On the Limitations and Capabilities of Position Embeddings for Length Generalization
This work addresses the problem of length generalization in Transformers for researchers and practitioners, offering theoretical insights and practical methods, though it is incremental in building on existing PE analysis.
The paper investigates how Position Embeddings (PEs) affect Length Generalization (LG) in Transformers, showing theoretically that PEs structure computations rather than expand capabilities, and empirically supporting a conjecture that LG requires invariant Sequential Representation Complexity across scales. It introduces Scale Hint and Learning-Based Position Embedding to improve LG in reasoning tasks.

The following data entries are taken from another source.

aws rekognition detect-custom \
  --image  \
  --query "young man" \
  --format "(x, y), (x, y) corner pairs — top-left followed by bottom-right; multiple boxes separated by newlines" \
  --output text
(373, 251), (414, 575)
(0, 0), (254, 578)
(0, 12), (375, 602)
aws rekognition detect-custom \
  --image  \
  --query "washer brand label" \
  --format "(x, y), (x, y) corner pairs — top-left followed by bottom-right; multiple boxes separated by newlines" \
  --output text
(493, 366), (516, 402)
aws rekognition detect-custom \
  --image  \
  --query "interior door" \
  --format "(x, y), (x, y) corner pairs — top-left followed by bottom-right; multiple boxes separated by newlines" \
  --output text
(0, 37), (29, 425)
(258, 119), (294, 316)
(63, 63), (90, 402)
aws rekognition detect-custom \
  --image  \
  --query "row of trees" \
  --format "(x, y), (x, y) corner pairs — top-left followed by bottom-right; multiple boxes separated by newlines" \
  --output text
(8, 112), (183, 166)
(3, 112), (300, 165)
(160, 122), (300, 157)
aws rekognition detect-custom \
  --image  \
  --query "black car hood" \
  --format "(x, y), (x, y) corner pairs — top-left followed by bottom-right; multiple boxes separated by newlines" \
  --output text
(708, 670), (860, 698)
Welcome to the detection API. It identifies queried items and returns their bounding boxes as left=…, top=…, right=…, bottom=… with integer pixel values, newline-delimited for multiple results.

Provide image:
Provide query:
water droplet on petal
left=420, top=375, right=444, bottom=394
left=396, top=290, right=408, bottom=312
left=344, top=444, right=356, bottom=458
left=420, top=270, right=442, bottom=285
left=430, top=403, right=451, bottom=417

In Transformers, Position Embeddings (PEs) significantly influence Length Generalization (LG) performance, yet their fundamental role remains unclear. In this work, we investigate the limitations and capabilities of PEs in achieving LG. We theoretically analyze PEs in Position-Only Linear Attentions (POLAs), introducing Linear Representation Complexity (LRC) to characterize when PEs enable LG. Our analysis shows that PEs do not expand computational capabilities but structure learned computations across positions. Extending to practical Transformers, we propose Sequential Representation Complexity (SRC) and conjecture that LG is possible if and only if SRC remains invariant across scales. We support this hypothesis with empirical evidence in various reasoning tasks. To enhance LG, we introduce Scale Hint, allowing flexible instance scaling, and a Learning-Based Position Embedding framework that automatically learns positional relations. Our work provides theoretical insights and practical strategies for improving LG in Transformers.